Александр отмахнулся: такого не могло быть. Ульяна скрестила руки на груди, ее гулкий альт разнесся наверное, по всей стройке: — Слышь! С дитем приехала! — И, на всякий случай, не дав ему опомниться, продолжила: — Ославил стройку! Всех нас ославил! Дура, если простит тебя, шалопута.
Растерянный, недоумевающий Александр двинул за Ульяной туда, где виднелся белый силикатный кирпич, сгруженный навалом, наполовину битый, и сырой тес, пахнущий смолисто и горьковато.

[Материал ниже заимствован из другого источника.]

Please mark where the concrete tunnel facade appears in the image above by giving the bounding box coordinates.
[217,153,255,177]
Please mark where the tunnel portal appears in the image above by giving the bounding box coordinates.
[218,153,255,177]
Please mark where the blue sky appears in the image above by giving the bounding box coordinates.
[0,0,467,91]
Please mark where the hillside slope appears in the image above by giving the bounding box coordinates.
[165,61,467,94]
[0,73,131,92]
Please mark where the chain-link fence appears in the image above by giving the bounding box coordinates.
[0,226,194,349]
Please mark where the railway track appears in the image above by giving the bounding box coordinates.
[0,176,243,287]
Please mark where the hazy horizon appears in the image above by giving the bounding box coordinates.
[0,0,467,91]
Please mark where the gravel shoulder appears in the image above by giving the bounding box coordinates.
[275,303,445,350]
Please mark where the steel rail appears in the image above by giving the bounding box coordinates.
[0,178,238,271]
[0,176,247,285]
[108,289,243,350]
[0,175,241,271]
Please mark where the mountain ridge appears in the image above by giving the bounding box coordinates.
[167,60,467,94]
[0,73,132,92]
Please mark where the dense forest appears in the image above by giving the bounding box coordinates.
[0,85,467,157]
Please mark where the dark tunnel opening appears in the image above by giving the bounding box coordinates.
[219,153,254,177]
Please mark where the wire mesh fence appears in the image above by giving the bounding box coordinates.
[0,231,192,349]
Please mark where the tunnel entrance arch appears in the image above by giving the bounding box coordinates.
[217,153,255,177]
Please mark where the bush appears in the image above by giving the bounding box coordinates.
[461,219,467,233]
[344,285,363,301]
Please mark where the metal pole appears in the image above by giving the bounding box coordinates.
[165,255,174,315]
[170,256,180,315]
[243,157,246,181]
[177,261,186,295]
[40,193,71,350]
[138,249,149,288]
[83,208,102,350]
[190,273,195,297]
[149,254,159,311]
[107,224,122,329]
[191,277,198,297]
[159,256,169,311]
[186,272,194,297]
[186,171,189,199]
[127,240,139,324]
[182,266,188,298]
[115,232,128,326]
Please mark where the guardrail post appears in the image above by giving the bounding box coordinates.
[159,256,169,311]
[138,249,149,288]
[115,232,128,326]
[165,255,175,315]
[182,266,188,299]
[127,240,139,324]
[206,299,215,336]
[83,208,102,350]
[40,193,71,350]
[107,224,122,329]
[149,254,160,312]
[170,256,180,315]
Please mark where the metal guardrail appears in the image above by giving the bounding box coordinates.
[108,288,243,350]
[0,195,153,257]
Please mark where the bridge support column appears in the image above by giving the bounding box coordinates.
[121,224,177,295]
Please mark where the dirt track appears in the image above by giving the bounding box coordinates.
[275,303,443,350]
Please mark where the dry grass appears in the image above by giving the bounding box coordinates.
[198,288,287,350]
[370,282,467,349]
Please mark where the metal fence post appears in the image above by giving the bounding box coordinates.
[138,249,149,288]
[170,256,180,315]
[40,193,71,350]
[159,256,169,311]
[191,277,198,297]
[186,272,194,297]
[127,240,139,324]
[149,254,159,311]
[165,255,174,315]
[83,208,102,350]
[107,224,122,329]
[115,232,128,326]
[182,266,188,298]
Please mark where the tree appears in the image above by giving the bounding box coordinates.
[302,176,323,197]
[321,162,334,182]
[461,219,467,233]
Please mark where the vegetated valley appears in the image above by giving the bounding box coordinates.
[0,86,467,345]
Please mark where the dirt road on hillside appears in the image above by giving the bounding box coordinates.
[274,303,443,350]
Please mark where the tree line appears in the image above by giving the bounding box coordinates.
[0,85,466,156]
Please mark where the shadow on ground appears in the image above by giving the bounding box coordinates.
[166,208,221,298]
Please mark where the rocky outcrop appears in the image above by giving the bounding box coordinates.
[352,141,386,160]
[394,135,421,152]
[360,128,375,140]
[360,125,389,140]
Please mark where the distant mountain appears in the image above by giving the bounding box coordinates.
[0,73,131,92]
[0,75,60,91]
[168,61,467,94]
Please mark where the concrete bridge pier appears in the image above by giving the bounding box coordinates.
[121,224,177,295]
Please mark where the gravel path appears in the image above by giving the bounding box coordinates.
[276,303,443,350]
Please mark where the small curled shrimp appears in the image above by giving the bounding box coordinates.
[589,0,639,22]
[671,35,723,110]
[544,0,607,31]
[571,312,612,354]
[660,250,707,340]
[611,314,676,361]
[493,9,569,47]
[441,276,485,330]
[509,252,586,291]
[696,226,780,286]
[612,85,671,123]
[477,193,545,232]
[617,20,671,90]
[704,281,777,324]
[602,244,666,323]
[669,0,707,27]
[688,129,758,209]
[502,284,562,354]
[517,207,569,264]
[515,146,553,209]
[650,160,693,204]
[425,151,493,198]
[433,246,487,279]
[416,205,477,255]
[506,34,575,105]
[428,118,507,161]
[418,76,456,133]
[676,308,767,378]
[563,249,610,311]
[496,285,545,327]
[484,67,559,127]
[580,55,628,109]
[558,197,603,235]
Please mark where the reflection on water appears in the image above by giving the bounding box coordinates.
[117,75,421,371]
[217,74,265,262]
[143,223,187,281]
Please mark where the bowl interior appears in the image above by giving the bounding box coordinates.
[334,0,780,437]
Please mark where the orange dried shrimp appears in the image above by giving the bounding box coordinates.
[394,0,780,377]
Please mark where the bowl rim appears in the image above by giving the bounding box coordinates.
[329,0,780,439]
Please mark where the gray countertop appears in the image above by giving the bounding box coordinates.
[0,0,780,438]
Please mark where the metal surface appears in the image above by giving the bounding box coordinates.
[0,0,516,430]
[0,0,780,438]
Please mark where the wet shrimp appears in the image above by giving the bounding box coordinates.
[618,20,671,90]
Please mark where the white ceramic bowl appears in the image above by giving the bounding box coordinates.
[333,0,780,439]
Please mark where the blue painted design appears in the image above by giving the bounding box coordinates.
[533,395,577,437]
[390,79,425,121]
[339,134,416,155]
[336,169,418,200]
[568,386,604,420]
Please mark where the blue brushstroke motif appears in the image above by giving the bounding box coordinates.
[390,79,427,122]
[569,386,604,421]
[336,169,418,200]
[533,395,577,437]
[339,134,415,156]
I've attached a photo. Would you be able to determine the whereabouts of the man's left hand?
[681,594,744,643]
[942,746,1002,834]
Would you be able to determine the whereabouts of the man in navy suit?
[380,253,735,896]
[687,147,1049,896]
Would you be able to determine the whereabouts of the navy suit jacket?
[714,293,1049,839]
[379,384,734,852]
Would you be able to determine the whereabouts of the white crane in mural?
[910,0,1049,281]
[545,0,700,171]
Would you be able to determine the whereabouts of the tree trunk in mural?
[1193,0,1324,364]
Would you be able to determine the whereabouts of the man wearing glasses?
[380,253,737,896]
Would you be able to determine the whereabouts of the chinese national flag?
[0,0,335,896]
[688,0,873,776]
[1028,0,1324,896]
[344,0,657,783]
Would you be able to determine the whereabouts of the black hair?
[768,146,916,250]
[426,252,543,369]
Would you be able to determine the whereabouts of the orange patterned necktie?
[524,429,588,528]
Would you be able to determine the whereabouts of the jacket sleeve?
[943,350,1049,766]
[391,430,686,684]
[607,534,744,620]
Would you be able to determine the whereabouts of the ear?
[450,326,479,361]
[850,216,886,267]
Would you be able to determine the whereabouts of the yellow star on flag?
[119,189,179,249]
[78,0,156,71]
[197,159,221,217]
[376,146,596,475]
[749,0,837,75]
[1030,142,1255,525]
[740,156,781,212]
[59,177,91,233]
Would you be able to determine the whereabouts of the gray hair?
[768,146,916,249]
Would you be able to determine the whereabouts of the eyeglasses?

Больше ничего там не было.
И никого.
4
В подвал Ульяны Александр вбежал, высекая металлическими подковками искры. У двери остановился. Хотел постучать — рука не поднялась. Хотел спросить, можно ли войти, — не сумел и слова из себя выдавить. «Не писал, дурень! Дурень!» Так и стоял, переминаясь с ноги на ногу, пока запыхавшаяся Ульяна не распахнула двери ударом ладони.
Нюры в комнате не было. Александр вытер рукой ватника лоб.
Возле высокой кровати Ульяны виднелась прикрытая марлей качка из светлых прутьев. Александр на цыпочках приблизился, обтерев руки о ватные штаны, двумя пальцами приподнял край марли.
«Скулы — в мать. Чингисханские… Нос?…
— Уши гляди! — гудела за спиной тетка Ульяна — ровно бельевыми защепками вниз оттянуло.
Кровь бросилась Александру в лицо. Он пригнулся к сынку, но Ульяна оттащила его за рукав:
— Не дыши табачищем!
Александр спросил в какой уж раз, скороговоркой, захлебываясь словами:
Что ж она не писала? Я ведь и ведать не ведал….
— Ври больше, — грубо перебила его Ульяна, хотя еще по дороге уверилась в том, что Александр действительно ничего не знал. — Не ведал!.. Как обнимать-целовать ведал?!
Медленно — петли скрипнули — открылась дверь. Вошла Нюра, держа в опущенной руке смятую зеленую шляпку. Остановилась у порога. На всем лице Нюры, казалось, остались только глаза. Дегтярные. Без блеска. Словно бы невидящие.
Уходи отсюда, — выдавила она из себя глухим голосом. — Ну!
Ты что, дура? — удивился он.
То же самое повторилось и на другой день. И на следующий. Александр заговаривал с Нюрой в коридоре общежития, на стройке. Она либо проходила не глядя, либо, когда он пытался схватить ее за рукав, отвечала презрительно, неизменно одно и то же: — Ты нас своими нечистыми руками не касайся!
Как-то Александр увидел ее у входа в ясли. На другой день он отпросился у прораба, накупил резиновых кукол, слонов, плюшевого мишку и поехал в ясли. Игрушки у Александра отобрали в дверях. «И бог с ними!». Он поднялся вслед за дежурной сестрой на верхний этаж, где орали грудные; взволнованно вдыхал кисловатый молочный запах.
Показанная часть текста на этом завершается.